Finance Act, 1992

Transfer of assets generally.

65.—(1) (a) This section applies where on or after the 1st day of January, 1992, a company transfers the whole of a trade carried on by it in the State to another company and the consideration for the transfer consists solely of the issue to the transferring company of securities (in this section referred to as the “new assets”) in the receiving company.

(b) A company which transfers part of a trade to another company shall be treated for the purposes of this section as having carried on that part of its trade as a separate trade.

(2) (a) The transfer shall not be treated as giving rise to any allowance or charge provided for by section 14 of the Corporation Tax Act, 1976 .

(b) There shall be made to or on the receiving company in accordance with section 14 of the Corporation Tax Act, 1976 , all such allowances and charges as would, if the transferring company had continued to carry on the trade and had continued to use the transferred assets for the purposes of the trade, have fallen to be made to or on it in respect of any assets transferred in the course of the transfer, and the amount of any such allowance or charge shall be computed as if the receiving company had been carrying on the trade since the transferring company began to do so and as if everything done to or by the transferring company had been done to or by the receiving company.

(c) This subsection shall not apply as respects assets transferred in the course of a transfer if in consequence of the transfer, or a transaction of which the transfer is a part, the Corporation Tax Act, 1976 , is to have effect subject to subsections (2) to (5) of section 20 of that Act.

(3) For the purposes of the Capital Gains Tax Acts and, in so far as it applies to capital gains tax, the Corporation Tax Act, 1976

(a) the transfer shall not be treated as involving any disposal by the transferring company, and

(b) the receiving company shall be treated as if the assets transferred to it in the course of the transfer were acquired by it at the same time and for the same consideration at which they were acquired by the transferring company and as if all things done by the transferring company relating to the assets transferred in the course of the transfer had been done by it.

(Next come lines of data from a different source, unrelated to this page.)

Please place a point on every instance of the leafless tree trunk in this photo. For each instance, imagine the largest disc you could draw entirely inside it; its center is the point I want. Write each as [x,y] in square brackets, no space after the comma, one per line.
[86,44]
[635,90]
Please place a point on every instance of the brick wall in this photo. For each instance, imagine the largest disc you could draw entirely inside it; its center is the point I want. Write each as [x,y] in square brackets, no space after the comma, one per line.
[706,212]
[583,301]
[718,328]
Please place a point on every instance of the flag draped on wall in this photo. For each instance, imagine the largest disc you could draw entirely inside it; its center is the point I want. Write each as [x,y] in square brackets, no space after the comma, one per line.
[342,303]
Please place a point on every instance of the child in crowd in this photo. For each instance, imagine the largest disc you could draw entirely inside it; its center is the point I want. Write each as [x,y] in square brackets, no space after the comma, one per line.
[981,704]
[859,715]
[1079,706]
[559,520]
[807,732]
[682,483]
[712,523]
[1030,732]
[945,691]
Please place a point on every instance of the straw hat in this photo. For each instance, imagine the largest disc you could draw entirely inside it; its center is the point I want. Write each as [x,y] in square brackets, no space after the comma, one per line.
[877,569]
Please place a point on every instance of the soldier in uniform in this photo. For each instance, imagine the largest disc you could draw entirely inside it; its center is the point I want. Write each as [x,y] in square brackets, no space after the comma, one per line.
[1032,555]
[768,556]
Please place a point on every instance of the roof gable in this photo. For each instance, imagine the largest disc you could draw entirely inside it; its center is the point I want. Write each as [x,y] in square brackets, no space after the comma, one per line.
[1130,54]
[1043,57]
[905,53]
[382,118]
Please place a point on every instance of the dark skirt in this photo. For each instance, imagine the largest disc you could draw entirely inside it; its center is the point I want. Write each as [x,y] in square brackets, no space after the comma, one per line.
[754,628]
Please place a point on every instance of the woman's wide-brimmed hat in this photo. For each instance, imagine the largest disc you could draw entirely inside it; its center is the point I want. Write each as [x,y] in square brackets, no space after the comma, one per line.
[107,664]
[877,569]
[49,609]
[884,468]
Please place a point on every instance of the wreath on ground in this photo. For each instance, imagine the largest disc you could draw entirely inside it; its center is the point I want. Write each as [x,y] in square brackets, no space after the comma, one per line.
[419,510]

(4) Where, at any time within a period of 6 years commencing on the day on which the assets were transferred in the course of the transfer, the transferring company disposes of the new assets then, for the purposes of the Capital Gains Tax Acts and, in so far as it relates to capital gains tax, the Corporation Tax Acts, in computing any chargeable gain on the disposal of any new assets—

(a) the aggregate of the chargeable gains less allowable losses which, but for paragraph (a) of subsection (3), would have been chargeable on the transferring company shall be apportioned between the new assets as a whole, and

(b) the sums allowable as a deduction under paragraph 3 (1) (a) of Schedule 1 to the Capital Gains Tax Act, 1975 , shall be reduced by the amount apportioned to the new asset under paragraph (a),

and if the securities which comprise the new assets are not all of the same type, the apportionment between the securities under paragraph (a) shall be in accordance with their market value at the time they were acquired by the transferring company.

(5) Subsections (2), (3) and (4) shall not apply if—

(a) immediately after the time of the transfer—

(i) the assets transferred in the course of the transfer are not used for the purposes of a trade carried on by the receiving company in the State,

(ii) the receiving company would not be chargeable to corporation tax or capital gains tax in respect of any chargeable gains accruing to it on a disposal, if it were to make such a disposal, of any assets (other than cash) acquired in the course of the transfer, or

(iii) any of the assets are assets in respect of which, by virtue of being of a description specified in a bilateral agreement, the receiving company falls to be regarded as not liable in the State to corporation tax or capital gains tax on gains accruing to it on a disposal,

or

(b) the transferring company and the receiving company jointly so elect by notice in writing to the inspector, and such notice shall be made by the time by which a return falls to be made by the transferring company under section 10 of the Finance Act, 1988 , for the accounting period in which the transfer takes place.